JESSIKA

Wenige Wochen später, kurz vor Ostern, rollte Tante Jenny, die Frau von Onkel Gustl, ein. Mit ihrer Tochter Jessika. Tante Jenny kam jedes Jahr, immer mit Jessika, um die Großeltern zu besuchen und Einkäufe in der Großstadt zu machen. Sie ließ niemals die großen Ausverkäufe Ende Februar aus, und da sie im Gegensatz zu der schlanken Mama von stärkerer Statur war, blieb sie in den Frauenschlachten um den aufgestapelten Trödel des Jahres meist Siegerin. Sie hatte auch die besseren Nerven, weil sie doch das ganze Jahr auf dem Schloß in Böhmen lebte. Manchmal saß ihr Hut etwas schief, ihr Mantel war eingerissen, oder sie hinkte, weil ihr so viele auf die Füße getreten waren. Aber die Beute, die sie heimbrachte, war immer beträchtlich. Ich hatte sie eigentlich sehr gern, es ging eine entschlossene Mütterlichkeit von ihr aus, so, als ob sie viele, viele Kinder zu betreuen hätte. Und dabei hatte sie nur ihre Jüngste, die kleine dicke Josefa, mit der man noch nicht reisen konnte, und Jessika, mit der ich mich absolut nicht vertragen konnte.

»Denke daran, daß sie jünger und ein kleines Mädchen ist«, sagte die Omama in Vorbereitung ihrer Ankunft, »und außerdem ist sie deine Kusine.«

»Dafür kann ich nichts«, murmelte ich, »wenn das dämliche Weib bloß erst weg wäre!«

»Aber was hast du denn gegen sie?«

»Sie wird Jakob quälen und wieder mit meinen Soldaten spielen wollen.«

»Jakob quälen darf sie nicht, aber mit den Soldaten kannst du sie ruhig spielen lassen.«

»Und wenn se nun was kaputtmacht?«

»Dann kriegst du es neu.«

»Hm.«

Das »hm« bedeutete die Aussicht, im Wege von Ersatzansprüchen nach Jessikas Abreise meine schwere Belagerungs-Artillerie komplettieren zu können. Ich liebäugelte schon seit langem mit einer großen Kanone, aus der man richtig mit Erbsen schießen konnte. Trotzdem war ich unglücklich.

Als einziges Kind hatte ich mich niemals gegen die Konkurrenz von Geschwistern verteidigen müssen. Jetzt hatte ich plötzlich so was wie ‘ne Schwester, noch dazu solch ein fürchterlich unberechenbares Exemplar wie Jessika. Und der Konkurrenz-Bazillus traf mich mit verheerender Gewalt und in völliger Schutzlosigkeit.

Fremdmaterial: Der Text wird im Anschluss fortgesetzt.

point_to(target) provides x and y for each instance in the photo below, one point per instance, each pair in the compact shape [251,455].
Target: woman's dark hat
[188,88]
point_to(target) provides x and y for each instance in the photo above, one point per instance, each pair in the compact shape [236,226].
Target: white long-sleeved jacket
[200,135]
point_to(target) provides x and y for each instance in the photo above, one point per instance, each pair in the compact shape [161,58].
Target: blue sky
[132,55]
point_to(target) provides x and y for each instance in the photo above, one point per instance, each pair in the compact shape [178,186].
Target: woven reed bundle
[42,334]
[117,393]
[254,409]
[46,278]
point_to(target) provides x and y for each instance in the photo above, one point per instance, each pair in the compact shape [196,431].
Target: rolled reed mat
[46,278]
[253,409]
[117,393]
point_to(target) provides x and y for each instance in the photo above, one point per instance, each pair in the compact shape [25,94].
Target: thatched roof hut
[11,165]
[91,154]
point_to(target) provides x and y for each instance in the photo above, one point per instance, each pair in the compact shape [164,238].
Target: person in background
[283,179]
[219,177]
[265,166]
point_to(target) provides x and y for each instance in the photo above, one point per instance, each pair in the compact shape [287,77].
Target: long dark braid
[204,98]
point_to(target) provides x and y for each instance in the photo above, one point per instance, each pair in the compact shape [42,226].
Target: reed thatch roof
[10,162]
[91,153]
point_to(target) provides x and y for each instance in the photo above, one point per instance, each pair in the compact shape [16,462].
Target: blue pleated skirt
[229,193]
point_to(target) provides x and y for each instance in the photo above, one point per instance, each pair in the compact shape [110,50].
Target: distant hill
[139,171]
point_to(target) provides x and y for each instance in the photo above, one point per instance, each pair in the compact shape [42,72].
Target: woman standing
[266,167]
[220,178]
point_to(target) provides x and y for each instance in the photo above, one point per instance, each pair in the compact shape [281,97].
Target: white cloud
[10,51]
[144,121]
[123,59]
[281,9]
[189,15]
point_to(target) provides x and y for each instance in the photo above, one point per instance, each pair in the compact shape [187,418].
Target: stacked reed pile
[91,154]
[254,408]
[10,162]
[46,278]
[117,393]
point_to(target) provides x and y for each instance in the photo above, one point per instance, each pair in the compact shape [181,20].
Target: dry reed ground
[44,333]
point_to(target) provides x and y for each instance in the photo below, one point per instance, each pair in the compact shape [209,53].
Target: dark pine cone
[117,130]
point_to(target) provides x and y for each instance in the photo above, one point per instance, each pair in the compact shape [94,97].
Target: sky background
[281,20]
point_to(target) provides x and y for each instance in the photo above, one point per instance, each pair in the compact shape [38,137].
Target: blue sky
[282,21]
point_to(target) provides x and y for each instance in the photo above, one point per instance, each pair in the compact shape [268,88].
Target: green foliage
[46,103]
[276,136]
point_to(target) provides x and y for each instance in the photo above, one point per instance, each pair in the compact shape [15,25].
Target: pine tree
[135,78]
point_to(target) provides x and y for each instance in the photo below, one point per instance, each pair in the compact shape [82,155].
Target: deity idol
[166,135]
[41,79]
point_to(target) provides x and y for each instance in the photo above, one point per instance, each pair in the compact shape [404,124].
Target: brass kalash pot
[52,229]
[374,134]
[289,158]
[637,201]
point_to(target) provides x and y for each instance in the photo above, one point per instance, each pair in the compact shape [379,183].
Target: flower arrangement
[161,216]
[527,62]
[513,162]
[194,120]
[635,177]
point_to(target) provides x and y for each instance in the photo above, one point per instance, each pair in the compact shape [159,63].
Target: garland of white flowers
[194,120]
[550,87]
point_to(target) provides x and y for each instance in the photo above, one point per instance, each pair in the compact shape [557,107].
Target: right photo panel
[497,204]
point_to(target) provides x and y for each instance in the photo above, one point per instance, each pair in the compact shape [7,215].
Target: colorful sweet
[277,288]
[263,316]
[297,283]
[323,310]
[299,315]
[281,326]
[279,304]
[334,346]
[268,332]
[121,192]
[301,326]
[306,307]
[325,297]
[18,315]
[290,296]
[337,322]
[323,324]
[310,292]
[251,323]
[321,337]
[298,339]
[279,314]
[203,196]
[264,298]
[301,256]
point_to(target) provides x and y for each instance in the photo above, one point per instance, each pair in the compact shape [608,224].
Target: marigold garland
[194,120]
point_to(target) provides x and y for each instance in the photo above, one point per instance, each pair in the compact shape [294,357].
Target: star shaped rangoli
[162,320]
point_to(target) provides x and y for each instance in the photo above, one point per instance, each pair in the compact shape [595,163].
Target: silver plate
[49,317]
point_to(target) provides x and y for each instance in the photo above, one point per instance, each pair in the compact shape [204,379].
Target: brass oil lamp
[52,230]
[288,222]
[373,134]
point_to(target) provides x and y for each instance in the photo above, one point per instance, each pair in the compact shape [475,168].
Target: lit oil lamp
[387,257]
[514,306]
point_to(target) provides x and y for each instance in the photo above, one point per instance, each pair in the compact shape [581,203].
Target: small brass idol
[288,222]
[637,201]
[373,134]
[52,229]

Und dann kam Jessika, mit der Unausweichlichkeit eines Vorortzuges. Am Abend war sie noch müde von der Fahrt. Laut Familienbeschluß hatte ich ihr einen Kuß zu geben. Sie kniff die Lippen ein und drängte sich mit gespielter Ängstlichkeit an ihre Mutter. Dabei funkelten mich ihre großen grünen Katzenaugen spöttisch an: Na warte mal, dir werd’ ich was zu knacken geben! schienen sie zu sagen.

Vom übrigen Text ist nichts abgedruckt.